Che avremmo avuto a che fare con un’ondata di populismo era stato previsto. Che essa avrebbe avuto queste dimensioni e prodotto una fibrillazione tale da scuotere gli equilibri istituzionali no. Cosa ha determinato questa esplosione?

Sapevamo anche che ai paesi fortemente indebitati non sarebbe stato consentito nemmeno di accennare a politiche espansive e soprattutto ad un paese forte e simbolico come l’Italia. Ma perché allora spread e dichiarazioni di fuoco non si sono scatenati immediatamente all’indomani del voto e hanno atteso che si concretizzasse l’alleanza di governo tra i due populismi toccando l’apice addirittura quando è stata affacciata una candidatura ministeriale ritenuta pericolosa?

Ci sono state letture complottiste sulle prime uscite della stampa americana e sulla sintonia con le prime fughe di notizie sulle bozze di programma di governo. Non ho competenze ed elementi per esprimermi su queste tesi. Penso possa essere più utile cercare una spiegazione più politica.
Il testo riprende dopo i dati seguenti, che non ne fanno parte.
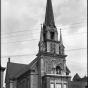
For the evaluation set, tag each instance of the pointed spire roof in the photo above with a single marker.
(61, 41)
(41, 34)
(49, 17)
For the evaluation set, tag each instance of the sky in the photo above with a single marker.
(21, 24)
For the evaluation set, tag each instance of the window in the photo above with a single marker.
(58, 85)
(58, 70)
(52, 85)
(52, 35)
(65, 85)
(52, 47)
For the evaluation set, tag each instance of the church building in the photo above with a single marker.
(48, 69)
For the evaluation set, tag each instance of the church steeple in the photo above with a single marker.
(61, 46)
(41, 42)
(49, 17)
(61, 41)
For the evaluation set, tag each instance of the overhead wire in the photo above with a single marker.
(36, 33)
(37, 29)
(38, 39)
(35, 54)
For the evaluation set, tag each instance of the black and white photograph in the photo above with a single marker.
(44, 44)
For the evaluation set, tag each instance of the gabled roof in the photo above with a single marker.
(12, 69)
(28, 67)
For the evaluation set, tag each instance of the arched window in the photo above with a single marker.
(44, 35)
(52, 35)
(58, 70)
L’ipotesi che i due populismi vincitori potessero allearsi sembrava all’inizio improbabile. Ma col passare dei giorni non solo essa è apparsa possibile (naturalmente qualche esperto di gufi l’ha sollecitata e incentivata), ma essa si è consolidata con un processo nuovo e potenzialmente dirompente: la costruzione di un programma di governo realizzata non con la procedura tradizionale del compromesso come mediazione tra le posizioni diverse – cosa che normalmente attenua quelle più estreme – ma, al contrario, accantonando alcuni punti controversi minori – per accogliere quelli più forti e identitari di ciascuno dei due soggetti politici. Statisticamente si è così ottenuto un risultato che invece che la media tra gli estremi, ha generato un assemblaggio che contiene il massimo di variabilità e che oscilla da una riduzione delle entrate ad un aumento delle spese. Insomma un programma che nessun partito da solo avrebbe mai varato per evidente irrealizzabilità . Quindi una miscela esplosiva per i conti e per i vincoli europei con accanto un cerino acceso come la candidatura di un europeista critico.

La situazione è in continua e nevrotica evoluzione e contiene, perciò, il rischio di restare impigliati nella rete del quotidiano e della cronaca.
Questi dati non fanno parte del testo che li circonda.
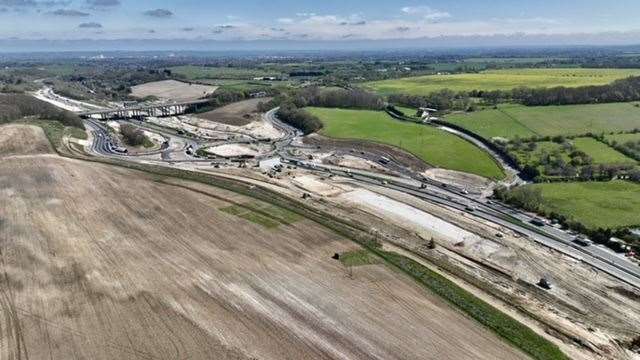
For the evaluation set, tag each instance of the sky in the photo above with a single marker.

Ma proprio in momenti così difficili dovremmo cercare di cogliere le tendenze in atto e di incunearci nelle contraddizioni per contrastare i grandi rischi che abbiamo davanti. Comunque evolverà la vicenda governativa mi sembra si possano individuare alcune tendenze indiscutibili.

La situazione politica oscillerà intorno a una lunga instabilità politica. Non è da escludere che in questo clima la difficoltà a rispondere alle speranze suscitate possa creare condizioni favorevoli a una parallela instabilità sociale.
La destra leghista ha il vento in poppa ed essendo oggi sottorappresentata in parlamento rispetto ai consensi crescenti accentuerà i toni ed accrescerà l’instabilità.
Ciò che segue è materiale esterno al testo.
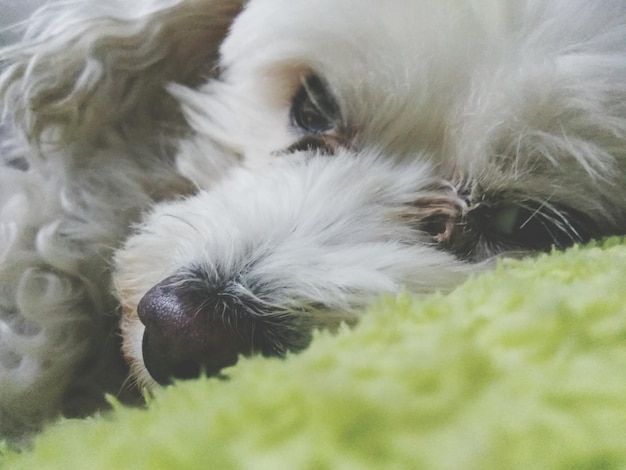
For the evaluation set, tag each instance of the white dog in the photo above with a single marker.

L’opposizione nelle sue diverse sfumature sarà spinta da questo clima a schierarsi a difesa della stabilità e delle istituzioni nazionali ed europee. Le ragioni non sono da disprezzare o sottovalutare né è da escludere che se alla truculenza dei toni salviniani dovessero seguire azioni conseguenti una vasta unità politica e popolare possa rendersi necessaria. Ma oggi non siamo a quel punto e per non arrivarci la sinistra deve fare politica e ritrovare la bussola smarrita per orientarsi nei nuovi territori. L’attenzione va allora concentrata molto sul M5S e sul suo popolo. E’ chiaro che nel passaggio dalle parole del contratto alle scelte legislative ed attuative esso sarà trainato a destra e che questo potrà far emerge la contraddizione insita nella natura di quel movimento. Così come la contraddizione tra le attese suscitate nel sud e le risposte compatibili con le risposte da dare al nord.

Possibile pensare, se questi saranno gli scenari, ad una sinistra che riesca a distinguere tra Lega e M5S? Che sappia incalzare il movimento e ritessere un filo col suo popolo? La risposta pronta non c’è. Ci sarà un lungo processo di rielaborazione teorica e pratica, di costruzione della politica e delle sedi di espressione e coagulazione sociale. Ci sarà, insomma, da ritrovare e costruire la politica con la P maiuscola. Certo possiamo sembrare dei pazzi a pensare questo nei giorni che stiamo vivendo. Più facile pensare alle formule facili del fronte popolare e del tutti insieme contro i barbari. Finora con questi argomenti la sinistra è stata relegata in panchina e ridotta come una scimmia in gabbia a sgranocchiare. Perlomeno facciamoci qualche domanda.